Most of us live in the middle of extremes; that is why, in reading Aristotle’s Nicomachean Ethics, no extent of profundity is discovered; the median between two extremes is what most of us naturally seek, anyway.  And we appropriate a sense of comfort and security by presuming that others are somewhat like us; to that extent, Kant is probably right in his philosophical belief that we impose structure and order into a universe which is essentially chaotic, in an effort to maintain an internal phenomenology of coherence and comprehension.

Every now and again, however, interrupting forces disrupt the quietude of life’s fortune, and misgivings begin to define those territories we thought had already been conquered, where the savages had been beaten down and the goblins had all been captured.  How we manage crisis; what manner of internal fortitude becomes tested; and what mettle of essence to which we may succumb; these are all questions which we would rather avoid.

It is the contending dialectical forces that are represented by the “Peter Principle” as opposed to the “Dilbert Principle“, by which most of us must endure; where, the former is quickly dampened by cynicism of actual experience, and the latter is always confirmed daily by encounters with a surrealism called “life”.  Life is, indeed, a patchwork of sorts; of different people, coming from a variety of experiences — and yet boringly similar and predictable.  Eccentricities have already been tested and stamped out, contained, restrained and trained into oblivion through the system called, “the public schools” — where uniqueness of thought is curtailed via the pecking order of peer pressure and standardized testing.

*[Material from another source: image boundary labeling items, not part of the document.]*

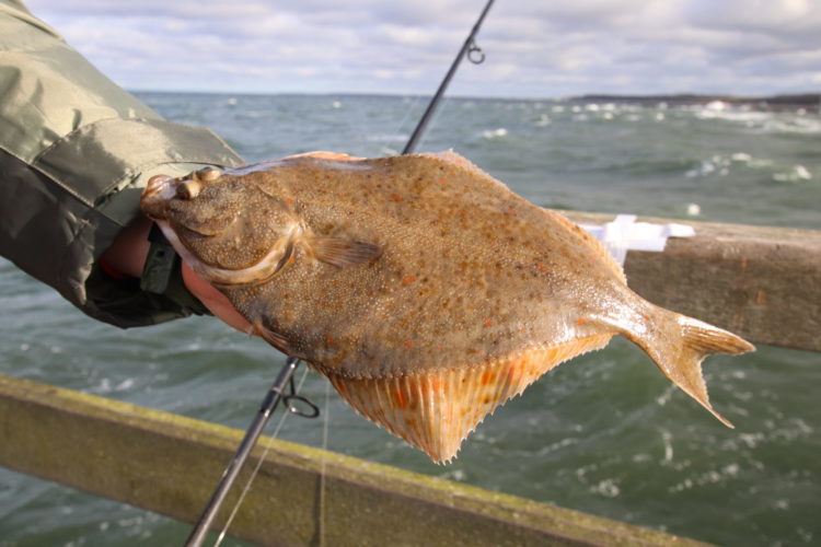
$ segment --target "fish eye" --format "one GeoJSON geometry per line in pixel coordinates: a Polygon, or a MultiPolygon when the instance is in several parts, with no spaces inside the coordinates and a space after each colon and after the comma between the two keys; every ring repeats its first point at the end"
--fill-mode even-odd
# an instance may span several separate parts
{"type": "Polygon", "coordinates": [[[180,199],[194,199],[199,195],[199,190],[203,189],[203,185],[197,181],[187,178],[182,181],[176,187],[176,197],[180,199]]]}

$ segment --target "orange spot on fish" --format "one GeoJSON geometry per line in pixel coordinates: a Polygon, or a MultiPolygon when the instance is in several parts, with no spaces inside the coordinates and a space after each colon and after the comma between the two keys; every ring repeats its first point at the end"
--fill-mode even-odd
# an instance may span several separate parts
{"type": "Polygon", "coordinates": [[[405,395],[402,393],[402,389],[396,389],[395,392],[393,392],[393,400],[396,401],[396,406],[400,408],[405,408],[405,406],[407,405],[405,395]]]}
{"type": "Polygon", "coordinates": [[[483,385],[490,385],[494,380],[496,380],[496,374],[494,374],[493,371],[485,371],[482,373],[483,385]]]}

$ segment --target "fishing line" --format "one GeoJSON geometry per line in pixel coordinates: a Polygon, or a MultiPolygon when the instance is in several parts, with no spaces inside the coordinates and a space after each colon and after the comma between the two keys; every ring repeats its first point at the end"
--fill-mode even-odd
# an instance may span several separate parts
{"type": "MultiPolygon", "coordinates": [[[[308,379],[308,368],[305,368],[302,371],[302,377],[299,380],[299,383],[297,384],[297,392],[300,392],[302,389],[302,384],[305,383],[305,379],[308,379]]],[[[327,403],[325,404],[325,407],[327,411],[327,403]]],[[[279,435],[279,430],[282,429],[282,424],[285,423],[286,418],[288,418],[288,415],[290,414],[292,412],[282,412],[282,416],[279,417],[277,427],[274,429],[274,433],[270,435],[271,439],[276,439],[279,435]]],[[[327,415],[325,416],[325,422],[327,423],[327,415]]],[[[236,516],[236,513],[240,511],[240,505],[242,505],[242,502],[245,500],[245,494],[247,494],[248,490],[251,490],[251,484],[256,478],[257,473],[259,473],[259,468],[263,466],[263,462],[265,462],[265,458],[268,455],[269,451],[270,451],[270,443],[266,443],[265,450],[263,451],[262,456],[259,456],[259,459],[257,459],[256,465],[254,466],[254,469],[251,472],[251,476],[248,477],[247,481],[245,481],[245,486],[242,488],[242,492],[240,492],[240,497],[236,500],[236,503],[234,503],[234,507],[231,510],[231,514],[226,520],[226,524],[222,526],[222,529],[220,531],[220,535],[217,537],[217,540],[213,543],[213,547],[219,547],[220,544],[222,544],[222,540],[226,538],[226,535],[228,534],[228,528],[231,527],[231,523],[233,522],[234,516],[236,516]]]]}
{"type": "Polygon", "coordinates": [[[322,467],[320,474],[320,547],[325,545],[325,466],[327,464],[327,432],[331,422],[331,382],[325,382],[325,419],[322,426],[322,467]]]}

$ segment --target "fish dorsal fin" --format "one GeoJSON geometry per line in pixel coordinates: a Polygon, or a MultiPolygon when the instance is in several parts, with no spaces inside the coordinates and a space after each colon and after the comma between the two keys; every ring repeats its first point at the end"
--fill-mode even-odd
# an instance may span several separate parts
{"type": "Polygon", "coordinates": [[[476,366],[389,377],[346,377],[316,366],[339,395],[369,420],[425,452],[452,459],[471,431],[542,374],[573,357],[600,349],[612,334],[539,347],[476,366]]]}

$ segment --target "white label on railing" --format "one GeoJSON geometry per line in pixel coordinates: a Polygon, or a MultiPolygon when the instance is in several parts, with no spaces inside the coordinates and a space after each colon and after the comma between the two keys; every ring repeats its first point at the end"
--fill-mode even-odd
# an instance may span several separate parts
{"type": "Polygon", "coordinates": [[[664,251],[668,237],[692,237],[693,226],[636,222],[635,214],[620,214],[604,225],[580,224],[604,244],[616,261],[624,266],[627,251],[664,251]]]}

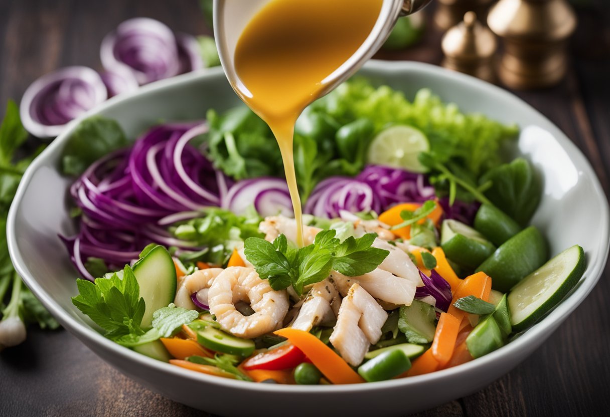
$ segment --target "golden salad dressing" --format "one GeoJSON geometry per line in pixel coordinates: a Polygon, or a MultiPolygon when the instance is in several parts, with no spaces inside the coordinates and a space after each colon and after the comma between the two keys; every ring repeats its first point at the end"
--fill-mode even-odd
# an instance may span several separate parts
{"type": "Polygon", "coordinates": [[[234,85],[271,128],[282,154],[303,246],[301,199],[292,142],[295,123],[326,87],[323,80],[368,36],[382,0],[273,0],[248,24],[237,41],[234,85]]]}

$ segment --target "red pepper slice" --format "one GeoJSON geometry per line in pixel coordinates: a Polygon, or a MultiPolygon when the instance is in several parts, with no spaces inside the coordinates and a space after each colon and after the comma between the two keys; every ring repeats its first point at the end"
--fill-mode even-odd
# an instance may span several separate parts
{"type": "Polygon", "coordinates": [[[241,366],[246,370],[279,371],[294,368],[304,361],[305,354],[295,345],[288,344],[251,356],[241,366]]]}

Then, of course, there is the Federal employee and U.S. Postal worker — caught in a bureaucracy in which competency and creativity are rarely acknowledged as the avenue for advancement in an administratively hostile universe.  When the Federal employee or U.S. Postal worker suddenly finds himself or herself facing the dilemma of a medical condition, such that the medical condition prevents the Federal or Postal employee from continuing in a chosen career because it prevents him or her from performing one or more of the essential elements of one’s positional duties — then, it is time to consider filing for Federal Disability Retirement benefits through the U.S. Office of Personnel Management, whether the Federal or Postal employee is under FERS, CSRS or CSRS Offset.

For, in the end, life’s patchwork must by necessity and self-definition reflect the complexity of the world around us; yes, we seek out the “middle ground” — that boring stability of repetitive humdrum of life — while recognizing that the extremes are there for a reason; and while it may not be for us, it exists and always presents a threat.  The key is to avoid it, or even depart from it; as escapism allows only for momentary gratification, and the pattern of life’s patchwork must be sought in the future discourse of our collective sighs.